State lawmakers are requesting nearly $2 billion in funding to aid Los Angeles amid a projected budget deficit. This comes after a delegation of council members, led by Mayor Karen Bass, met with Gov. Gavin Newsom and other state leaders in Sacramento. The city’s budget woes have been partially driven by pricey legal settlements and emergency response costs related to January’s wildfires. 

On this week’s “In Focus SoCal,” host Tanya McRae sits down with Councilmember Katy Yaroslavsky, chair of the council’s budget committee. She is behind a motion to create a budget advisory group that will assess the city’s financial status and advise the committee on steps to secure long-term fiscal health. 

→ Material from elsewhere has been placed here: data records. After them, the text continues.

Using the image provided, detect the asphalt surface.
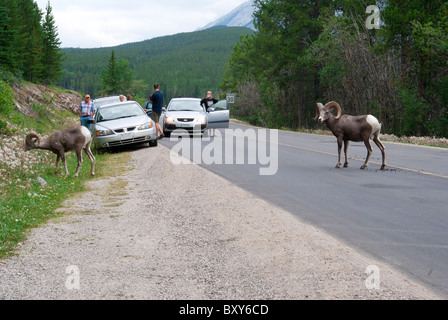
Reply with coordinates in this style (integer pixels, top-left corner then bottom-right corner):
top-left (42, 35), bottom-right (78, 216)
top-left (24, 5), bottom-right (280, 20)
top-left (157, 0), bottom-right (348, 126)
top-left (160, 124), bottom-right (448, 297)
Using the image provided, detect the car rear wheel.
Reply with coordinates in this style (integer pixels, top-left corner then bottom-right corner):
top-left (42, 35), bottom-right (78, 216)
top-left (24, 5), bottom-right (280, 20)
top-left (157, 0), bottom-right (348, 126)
top-left (149, 140), bottom-right (158, 148)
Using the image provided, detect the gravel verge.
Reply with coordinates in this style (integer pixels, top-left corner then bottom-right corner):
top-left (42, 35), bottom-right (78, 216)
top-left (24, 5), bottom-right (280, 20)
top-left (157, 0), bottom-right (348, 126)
top-left (0, 145), bottom-right (440, 300)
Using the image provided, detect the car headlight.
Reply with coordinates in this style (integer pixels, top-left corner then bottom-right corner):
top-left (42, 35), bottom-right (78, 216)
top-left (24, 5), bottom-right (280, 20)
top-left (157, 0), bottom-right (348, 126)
top-left (165, 117), bottom-right (174, 123)
top-left (196, 116), bottom-right (207, 123)
top-left (138, 121), bottom-right (152, 130)
top-left (96, 130), bottom-right (114, 137)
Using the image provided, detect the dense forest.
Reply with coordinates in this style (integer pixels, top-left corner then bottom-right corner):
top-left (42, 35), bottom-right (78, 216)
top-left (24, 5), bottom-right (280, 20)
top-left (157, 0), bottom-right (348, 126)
top-left (58, 27), bottom-right (252, 102)
top-left (221, 0), bottom-right (448, 137)
top-left (0, 0), bottom-right (62, 83)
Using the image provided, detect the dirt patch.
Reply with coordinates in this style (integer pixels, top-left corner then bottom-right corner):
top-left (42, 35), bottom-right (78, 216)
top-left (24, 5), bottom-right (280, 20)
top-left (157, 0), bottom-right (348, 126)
top-left (0, 146), bottom-right (439, 300)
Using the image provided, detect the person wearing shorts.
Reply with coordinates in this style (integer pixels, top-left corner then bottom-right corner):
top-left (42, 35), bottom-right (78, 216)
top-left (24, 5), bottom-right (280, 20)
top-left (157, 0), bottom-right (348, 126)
top-left (148, 83), bottom-right (164, 139)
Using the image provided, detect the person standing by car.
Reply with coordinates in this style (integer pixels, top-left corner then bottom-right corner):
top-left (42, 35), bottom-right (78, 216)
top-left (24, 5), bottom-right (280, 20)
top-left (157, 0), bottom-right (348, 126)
top-left (201, 91), bottom-right (218, 137)
top-left (148, 83), bottom-right (164, 139)
top-left (78, 94), bottom-right (96, 130)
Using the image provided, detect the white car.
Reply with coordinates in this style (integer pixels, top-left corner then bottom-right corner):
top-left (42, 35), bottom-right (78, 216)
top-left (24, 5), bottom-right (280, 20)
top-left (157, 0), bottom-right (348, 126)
top-left (91, 101), bottom-right (157, 149)
top-left (160, 98), bottom-right (230, 137)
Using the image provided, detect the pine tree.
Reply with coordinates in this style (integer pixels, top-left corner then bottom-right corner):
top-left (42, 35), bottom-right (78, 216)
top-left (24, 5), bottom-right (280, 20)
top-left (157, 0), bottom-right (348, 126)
top-left (101, 50), bottom-right (134, 94)
top-left (42, 1), bottom-right (63, 83)
top-left (15, 0), bottom-right (43, 81)
top-left (0, 0), bottom-right (15, 73)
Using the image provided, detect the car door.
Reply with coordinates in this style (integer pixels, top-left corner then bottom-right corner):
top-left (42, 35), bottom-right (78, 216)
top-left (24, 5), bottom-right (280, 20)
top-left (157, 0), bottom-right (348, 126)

“This wasn’t just a budget crisis that came on all of a sudden, right? This has been decades in the making where we make short-term decisions that don’t have long-term benefits for the city of Los Angeles,” Yaroslavksy said. “The way I think about it is that the city has been operating from a place of scarcity. Scarcity in resources, but also in our mindset and ability to see what opportunities are available that we just aren’t taking advantage of.” 

Also on this week’s show, McRae visits the Food Insecurity Shared Hub, also called FISH, which is a space where a coalition of local organizations is collaborating to increase outreach efforts in the area to end food insecurity. The ongoing global trade war, with President Donald Trump’s latest tariffs, is expected to raise essentials like groceries for American families, disproportionately affecting low-income households.

Food that would have otherwise been thrown away by grocery stores or restaurants is rescued, repurposed and redistributed to organizations.

“Food is a conversation of love, and to me, it just doesn’t make sense that people in America are hungry,” said Hillary Cohen, CEO and co-founder of Every Day Action, which is one organization collaborating at FISH. “It has never made sense that a Costco can exist next to someone who’s starving.”

State Sen. Ben Allen also joins McRae on this week’s episode to discuss how he and some of his colleagues are working to modernize California’s film and television tax credit program to make it more competitive. The program currently covers up to 25% of qualified expenditures for movies and shows filmed in LA. It also provides benefits to productions happening in California outside of the LA region. 

“We want to make sure that this is something that everybody in the state of California can benefit from,” Allen said. “And we’ve actually seen an uptick in the Bay Area and in the Central Valley and southern San Diego with other parts of the state as production crews have sought to take advantage of that additional benefit.”